Thursday, October 11, 2012

Empathy is a Bitch

I originally intended to do some crap sort of post about "oh no, I'm 25 now, quarter life crisis, wah wah wah." However, walking home from the post office today I changed my mind.

In order to from the post office to my flat, you have to walk alongside and cross some fairly busy roads, ones that are large enough and full of enough crazy drivers to make you want to just wait for the walk light to turn green.  On the way back, I noticed that traffic was significantly heavier than it was on the way up.  I saw in the distance a few cop cars and just assumed, "oh, fender bender, no big deal." At least, that's what I thought until I saw the long black lump on the ground.

I'm not sure if it's just a sign of how much of a suburbanite I am or if it's just part of the human condition, but when faced with a dead body, the first thought in my mind is not, "oh, that's a dead body."  I actually can't grasp it. I kind of just stared at it, and I remember running through a list of different things it could possibly be that did not include "dead person."  I thought it might be an investigation bag brought by an investigator.  I thought maybe it was some other part of the evidence left on the road.  The closer I got, the more my brain spun trying to rationalize what this object could be, until I saw shoes sticking out the end of it.  I'm guessing they don't make a "one size fits all" body bag.

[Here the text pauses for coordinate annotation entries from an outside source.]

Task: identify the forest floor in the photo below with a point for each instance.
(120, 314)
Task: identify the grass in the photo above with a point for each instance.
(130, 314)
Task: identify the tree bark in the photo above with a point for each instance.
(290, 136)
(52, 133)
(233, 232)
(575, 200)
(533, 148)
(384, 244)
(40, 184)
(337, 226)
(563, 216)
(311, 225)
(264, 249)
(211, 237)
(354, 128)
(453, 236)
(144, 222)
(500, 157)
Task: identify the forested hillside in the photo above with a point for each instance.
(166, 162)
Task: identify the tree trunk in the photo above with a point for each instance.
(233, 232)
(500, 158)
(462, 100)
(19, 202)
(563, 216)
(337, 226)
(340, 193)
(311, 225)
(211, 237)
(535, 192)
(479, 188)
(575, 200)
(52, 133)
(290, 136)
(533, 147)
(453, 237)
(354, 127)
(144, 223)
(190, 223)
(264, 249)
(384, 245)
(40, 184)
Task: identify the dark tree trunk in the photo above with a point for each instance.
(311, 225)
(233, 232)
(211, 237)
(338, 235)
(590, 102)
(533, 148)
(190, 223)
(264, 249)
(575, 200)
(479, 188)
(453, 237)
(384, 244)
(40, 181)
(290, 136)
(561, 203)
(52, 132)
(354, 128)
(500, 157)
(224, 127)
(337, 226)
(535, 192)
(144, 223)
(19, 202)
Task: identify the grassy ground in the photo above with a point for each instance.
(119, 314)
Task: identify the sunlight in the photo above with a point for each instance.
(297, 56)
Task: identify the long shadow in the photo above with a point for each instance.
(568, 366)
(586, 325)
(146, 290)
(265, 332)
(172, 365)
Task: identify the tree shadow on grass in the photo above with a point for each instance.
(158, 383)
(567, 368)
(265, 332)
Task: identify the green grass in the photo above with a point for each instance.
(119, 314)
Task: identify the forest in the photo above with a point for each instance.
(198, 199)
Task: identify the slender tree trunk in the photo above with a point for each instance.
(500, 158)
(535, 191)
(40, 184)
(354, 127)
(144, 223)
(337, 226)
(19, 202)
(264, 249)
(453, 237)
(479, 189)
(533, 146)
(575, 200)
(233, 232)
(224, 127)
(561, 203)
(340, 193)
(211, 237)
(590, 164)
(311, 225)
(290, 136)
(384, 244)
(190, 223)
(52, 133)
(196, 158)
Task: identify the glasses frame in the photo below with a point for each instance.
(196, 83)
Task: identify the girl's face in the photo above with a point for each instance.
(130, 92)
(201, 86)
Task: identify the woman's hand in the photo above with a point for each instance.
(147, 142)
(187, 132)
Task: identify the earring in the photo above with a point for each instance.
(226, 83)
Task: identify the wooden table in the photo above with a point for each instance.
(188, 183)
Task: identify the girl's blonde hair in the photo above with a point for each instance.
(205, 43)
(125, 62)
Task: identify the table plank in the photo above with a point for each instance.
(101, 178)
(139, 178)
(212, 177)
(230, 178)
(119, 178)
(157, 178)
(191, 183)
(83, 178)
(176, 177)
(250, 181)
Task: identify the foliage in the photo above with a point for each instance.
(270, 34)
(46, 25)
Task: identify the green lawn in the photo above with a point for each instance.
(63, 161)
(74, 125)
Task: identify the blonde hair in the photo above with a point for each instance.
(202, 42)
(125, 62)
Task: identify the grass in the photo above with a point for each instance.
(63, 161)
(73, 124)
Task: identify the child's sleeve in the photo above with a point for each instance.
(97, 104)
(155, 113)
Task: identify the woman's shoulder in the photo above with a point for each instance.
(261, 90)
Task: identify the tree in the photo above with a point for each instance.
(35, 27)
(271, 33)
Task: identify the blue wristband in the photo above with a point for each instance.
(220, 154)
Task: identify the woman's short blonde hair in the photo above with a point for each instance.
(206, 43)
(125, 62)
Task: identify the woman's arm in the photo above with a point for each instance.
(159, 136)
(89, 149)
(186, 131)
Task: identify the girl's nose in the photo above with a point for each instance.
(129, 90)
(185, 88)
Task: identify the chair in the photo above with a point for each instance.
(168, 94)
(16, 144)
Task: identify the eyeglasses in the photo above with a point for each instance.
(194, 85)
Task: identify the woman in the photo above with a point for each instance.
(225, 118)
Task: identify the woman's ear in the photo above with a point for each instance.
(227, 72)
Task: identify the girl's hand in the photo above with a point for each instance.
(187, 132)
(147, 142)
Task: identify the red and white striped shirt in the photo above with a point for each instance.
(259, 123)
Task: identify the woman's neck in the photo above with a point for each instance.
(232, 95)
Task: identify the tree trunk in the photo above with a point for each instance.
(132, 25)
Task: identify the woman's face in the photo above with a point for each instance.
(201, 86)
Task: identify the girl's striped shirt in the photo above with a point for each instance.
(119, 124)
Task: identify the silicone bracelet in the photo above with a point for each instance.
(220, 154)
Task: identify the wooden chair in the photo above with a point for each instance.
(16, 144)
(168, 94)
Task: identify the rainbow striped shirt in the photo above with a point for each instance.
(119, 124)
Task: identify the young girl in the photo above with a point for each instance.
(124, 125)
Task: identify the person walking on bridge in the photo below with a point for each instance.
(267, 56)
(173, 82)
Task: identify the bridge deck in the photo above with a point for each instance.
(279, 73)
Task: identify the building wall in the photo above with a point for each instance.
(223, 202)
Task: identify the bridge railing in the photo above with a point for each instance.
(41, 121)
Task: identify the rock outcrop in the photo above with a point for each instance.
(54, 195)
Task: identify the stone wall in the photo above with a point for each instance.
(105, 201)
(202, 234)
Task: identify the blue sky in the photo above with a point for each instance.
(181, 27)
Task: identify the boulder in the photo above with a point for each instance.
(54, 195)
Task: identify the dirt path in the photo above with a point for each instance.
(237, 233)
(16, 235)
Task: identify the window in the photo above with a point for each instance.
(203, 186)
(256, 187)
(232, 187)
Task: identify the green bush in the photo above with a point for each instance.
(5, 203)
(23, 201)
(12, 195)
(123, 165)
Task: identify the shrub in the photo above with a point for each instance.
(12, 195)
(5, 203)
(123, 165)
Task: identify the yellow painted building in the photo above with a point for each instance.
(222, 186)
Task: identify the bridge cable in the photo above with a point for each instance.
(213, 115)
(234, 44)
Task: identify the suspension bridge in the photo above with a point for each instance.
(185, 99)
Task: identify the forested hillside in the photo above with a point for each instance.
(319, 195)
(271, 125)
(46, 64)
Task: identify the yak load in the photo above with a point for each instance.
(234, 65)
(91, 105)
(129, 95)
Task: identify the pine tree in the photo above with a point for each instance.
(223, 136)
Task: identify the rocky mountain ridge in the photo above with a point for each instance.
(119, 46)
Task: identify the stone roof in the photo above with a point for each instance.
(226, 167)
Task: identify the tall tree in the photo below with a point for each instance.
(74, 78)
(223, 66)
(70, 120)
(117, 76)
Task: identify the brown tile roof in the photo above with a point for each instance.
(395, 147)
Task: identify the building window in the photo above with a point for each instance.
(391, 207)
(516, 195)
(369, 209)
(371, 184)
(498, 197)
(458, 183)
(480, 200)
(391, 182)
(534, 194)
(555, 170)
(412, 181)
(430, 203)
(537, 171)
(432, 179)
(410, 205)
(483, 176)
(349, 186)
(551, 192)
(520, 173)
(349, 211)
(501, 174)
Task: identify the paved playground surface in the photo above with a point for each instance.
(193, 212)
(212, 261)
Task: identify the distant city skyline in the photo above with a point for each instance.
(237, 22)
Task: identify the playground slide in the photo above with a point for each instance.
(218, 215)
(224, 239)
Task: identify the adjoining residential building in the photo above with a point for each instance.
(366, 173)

I don't handle death particularly well.  What limited experience I have with it (which, realistically speaking, I probably have more of it than other people my age in my same relative situation), had not shown me to be a very accepting kind of person.  I hear that they've passed on, I read about it, hell I've seen the person laid out in a casket and it still just has a level of surreal that I subconsciously refuse to overcome.  It's like my brain takes the information and says, "no no, that's unpleasant, we don't know how to deal with unpleasant! Let's lock it away in a box somewhere and forget all about it."

Walking down the sidewalk, catching glimpses of this person between passing cars, all I could do was think about the whole situation.  The cars in line to get around the accident scene probably either thought the way I did, or possibly worse, were annoyed that someone was dumb enough to cause whatever scene that was delaying them from where they were heading.  This man's passing is suddenly reduced to an annoyance, yet another thing to have to "deal" with for some people.  I then thought that while these people were parading past, honking and cutting each other off, they were possibly being the first people to acknowledge this man's death, or at least be aware of it.  Somewhere in this world is a collection of people who don't know that their son/husband/brother/uncle/father won't be coming home.  Instead, he's spending the night in the morgue.  And right there, I felt so strongly for those people, going about their daily lives, never suspecting anything, and I could see it so clearly in my mind the moment when everything changes.  I've had that moment, I've lived it.  It's terrible.  And I relived it all over again in the moments it took to walk by.

So, I suppose, as some kind of lesson to take home with you, please, tell the people you love that you love them.  Be a little kinder and more patient with people who may annoy you.  You don't know when you or they will be ripped from this world.